No que diz respeito à educação, a organização de campanhas esclarecedoras, seja por organismos públicos, seja por entidades não-governamentais, é uma iniciativa extremamente válida na prevenção desta doença social.

De fato, a informação prévia evidencia que determinados comportamentos, às vezes comuns em certos meios sociais – como, por exemplo, certas “liberdades” no trato entre amigos – não podem ser tolerados no ambiente de trabalho.

Esta atividade de educação possibilita, também, o afastamento de eventuais alegações dos assediadores de desconhecimento às restrições da conduta adotada, o que é um aspecto de grande relevância.

O exercício diuturno da liberdade, por incrível que pareça, deve ser ensinado, pois o convívio social é, em última análise, como já observado, a disciplina das restrições à liberdade individual.

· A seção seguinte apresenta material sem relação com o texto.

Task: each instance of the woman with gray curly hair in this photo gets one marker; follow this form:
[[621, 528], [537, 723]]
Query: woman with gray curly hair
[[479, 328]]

Exemplificando de forma simplista, mas didática, as regras de comportamento social em um campo de nudismo são e devem ser obviamente diferentes das regras a ser adotadas em um convento ou em uma academia de ginástica (para utilizar paradigmas bem distintos).

Já a atividade de fiscalização deve ser exercida pelo empregador diretamente (ainda que, subjetivamente, possa ser feita pelo Estado), uma vez que implica necessariamente em uma atuação mais efetiva na própria relação de direito material.

Como o assédio moral deteriora o relacionamento entre as pessoas e a imagem da empresa e dos protagonistas do caso, comprometendo a atividade empresarial (o que afeta a produção, custos, vendas, despesas etc), não há a menor sombra pálida de dúvida de que o interesse primordial do combate ao assédio é do próprio empregador, sendo, inclusive, uma prerrogativa do seu poder de direção.

No desenvolvimento da fiscalização do assédio, a própria vítima pode ter um papel ativo, na advertência (e – por que não dizer? – confronto) ao assediador de que determinadas atitudes não são bem recebidas no caso concreto.

As atividades de fiscalização, porém, podem ser atribuídas, inclusive, aos prepostos da empresa. Recomendamos, porém, que esta atividade de fiscalização não seja exercida por um único preposto, pela circunstância óbvia de que este indivíduo pode ser, eventualmente, o próprio agente violador da liberdade e dignidade dos demais empregados, o que lhe retiraria a isenção de ânimo para atuar como fiscal do empregador.


Considerações Finais.

Estas são algumas rápidas considerações que consideramos conveniente trazer à baila, tendo em vista as atuais discussões doutrinárias sobre o problema do assédio moral.

Sem qualquer pretensão de que sejam encaradas como verdade absoluta, colocamo-nos à inteira disposição de todos aqueles que se propuserem a enfrentar (e combater) o assédio moral na sociedade brasileira.